The International Association of Athletics Federations (IAAF) was accused of trying to distance itself from the doping scandal that rocked the Russian Olympics program.
IAAF president Sebastian Coe was said to be at the center of the alleged cover-up as he seems to be evasive on questions about his knowledge on doping, particularly in track and field, before the story blew up in the media.
The report said that Coe “sought to distance himself from any knowledge of the allegations of doping in Russian athletics before the details were exposed in the German documentary.”
Coe was the vice president of the international track and field federation before stepping down in 2015 when he assumed the leadership of the IAFF.
Accordingly, Coe was informed by London Marathon director Dave Bedford as early as August 2014 that Russian athlete Liliya Shobukhova was blackmailed for money so the positive results on her drug test would be buried.
However, Coe told the lawmakers that he only forwarded the letter to the IAAF ethics committee, and he didn’t read the contents.
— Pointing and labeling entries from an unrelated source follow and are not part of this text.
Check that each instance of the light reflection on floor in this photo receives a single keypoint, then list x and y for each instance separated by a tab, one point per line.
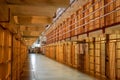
39	67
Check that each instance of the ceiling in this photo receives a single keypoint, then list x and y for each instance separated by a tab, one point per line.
32	16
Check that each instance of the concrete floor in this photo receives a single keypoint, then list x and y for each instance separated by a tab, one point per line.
39	67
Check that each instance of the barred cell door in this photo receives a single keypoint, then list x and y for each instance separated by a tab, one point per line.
118	59
81	57
73	55
91	52
113	58
64	53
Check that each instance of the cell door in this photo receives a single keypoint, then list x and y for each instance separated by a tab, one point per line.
91	51
81	57
117	58
73	55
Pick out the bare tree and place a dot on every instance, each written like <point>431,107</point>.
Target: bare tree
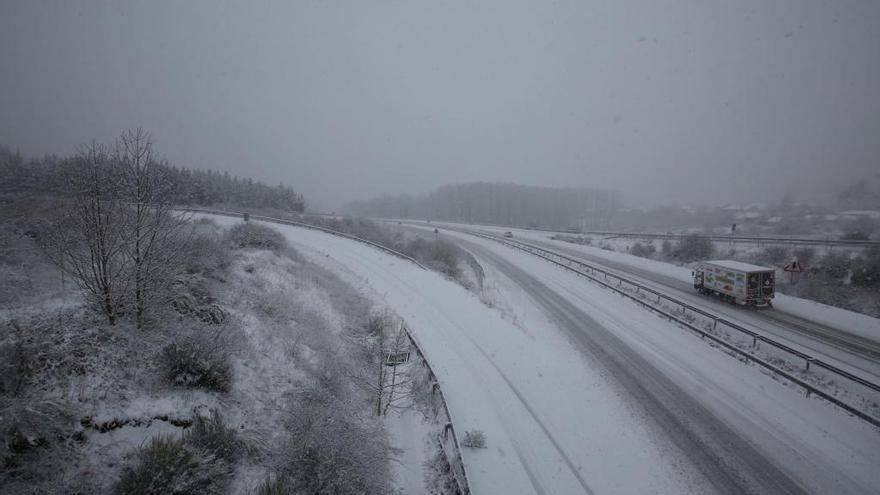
<point>87,241</point>
<point>154,232</point>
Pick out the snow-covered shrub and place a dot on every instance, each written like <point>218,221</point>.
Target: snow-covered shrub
<point>643,250</point>
<point>474,439</point>
<point>197,363</point>
<point>206,253</point>
<point>210,434</point>
<point>774,255</point>
<point>866,269</point>
<point>335,445</point>
<point>275,485</point>
<point>805,255</point>
<point>253,235</point>
<point>167,465</point>
<point>836,265</point>
<point>33,433</point>
<point>15,367</point>
<point>693,247</point>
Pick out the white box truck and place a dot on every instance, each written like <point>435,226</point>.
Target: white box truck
<point>736,282</point>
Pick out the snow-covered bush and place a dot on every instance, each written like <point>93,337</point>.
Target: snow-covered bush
<point>168,465</point>
<point>774,255</point>
<point>275,485</point>
<point>805,255</point>
<point>206,254</point>
<point>866,269</point>
<point>252,235</point>
<point>197,363</point>
<point>643,250</point>
<point>693,247</point>
<point>33,433</point>
<point>335,445</point>
<point>210,434</point>
<point>474,439</point>
<point>15,367</point>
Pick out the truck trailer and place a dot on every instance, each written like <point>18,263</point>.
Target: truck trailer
<point>736,282</point>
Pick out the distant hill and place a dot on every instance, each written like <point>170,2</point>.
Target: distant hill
<point>501,203</point>
<point>192,187</point>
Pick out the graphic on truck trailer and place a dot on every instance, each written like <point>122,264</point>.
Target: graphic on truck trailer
<point>736,282</point>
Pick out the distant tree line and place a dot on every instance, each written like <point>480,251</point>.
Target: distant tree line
<point>188,187</point>
<point>501,203</point>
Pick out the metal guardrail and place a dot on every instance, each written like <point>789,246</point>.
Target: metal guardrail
<point>567,262</point>
<point>304,225</point>
<point>760,240</point>
<point>454,458</point>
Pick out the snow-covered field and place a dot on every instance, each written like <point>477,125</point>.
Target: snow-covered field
<point>555,422</point>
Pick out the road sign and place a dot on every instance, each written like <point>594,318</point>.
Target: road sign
<point>794,267</point>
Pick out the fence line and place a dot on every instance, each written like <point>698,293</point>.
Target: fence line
<point>306,226</point>
<point>454,457</point>
<point>567,262</point>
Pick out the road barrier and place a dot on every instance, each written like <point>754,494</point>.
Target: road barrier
<point>448,439</point>
<point>759,240</point>
<point>641,297</point>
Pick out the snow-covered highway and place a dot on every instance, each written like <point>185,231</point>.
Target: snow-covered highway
<point>579,391</point>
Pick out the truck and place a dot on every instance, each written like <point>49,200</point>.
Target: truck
<point>736,282</point>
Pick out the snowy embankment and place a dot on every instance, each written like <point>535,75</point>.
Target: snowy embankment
<point>821,447</point>
<point>553,423</point>
<point>840,319</point>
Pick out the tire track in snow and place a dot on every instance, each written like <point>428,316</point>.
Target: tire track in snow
<point>727,460</point>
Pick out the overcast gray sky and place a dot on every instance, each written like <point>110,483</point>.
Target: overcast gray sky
<point>667,101</point>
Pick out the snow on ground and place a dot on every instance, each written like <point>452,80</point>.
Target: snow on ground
<point>827,449</point>
<point>553,424</point>
<point>841,319</point>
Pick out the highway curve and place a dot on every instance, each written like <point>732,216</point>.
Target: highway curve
<point>731,463</point>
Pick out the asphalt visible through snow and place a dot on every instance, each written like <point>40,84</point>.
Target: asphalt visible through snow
<point>728,461</point>
<point>847,342</point>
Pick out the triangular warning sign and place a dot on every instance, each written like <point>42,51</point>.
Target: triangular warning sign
<point>794,266</point>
But the report claimed that the allegations by Coe “were misleading.” While he may not have opened the attachments, it stretches credulity that he wasn’t aware of the doping allegations that he wants the ethics committee to investigate.
While the committee report praised Bedford for trying to do the right thing, it expressed its disappointment that Coe didn’t investigate further despite the seriousness of the issue.
The committee said that there’s a bigger stake in the need to act on information that may stain the integrity of competition.
“The Shobukhova case raises concerns about whether national or international sports federations are capable of investigating themselves when the allegations involve senior figures within the organization itself,” the report said. “There is a real danger that internal politics inevitably play a part in the process.”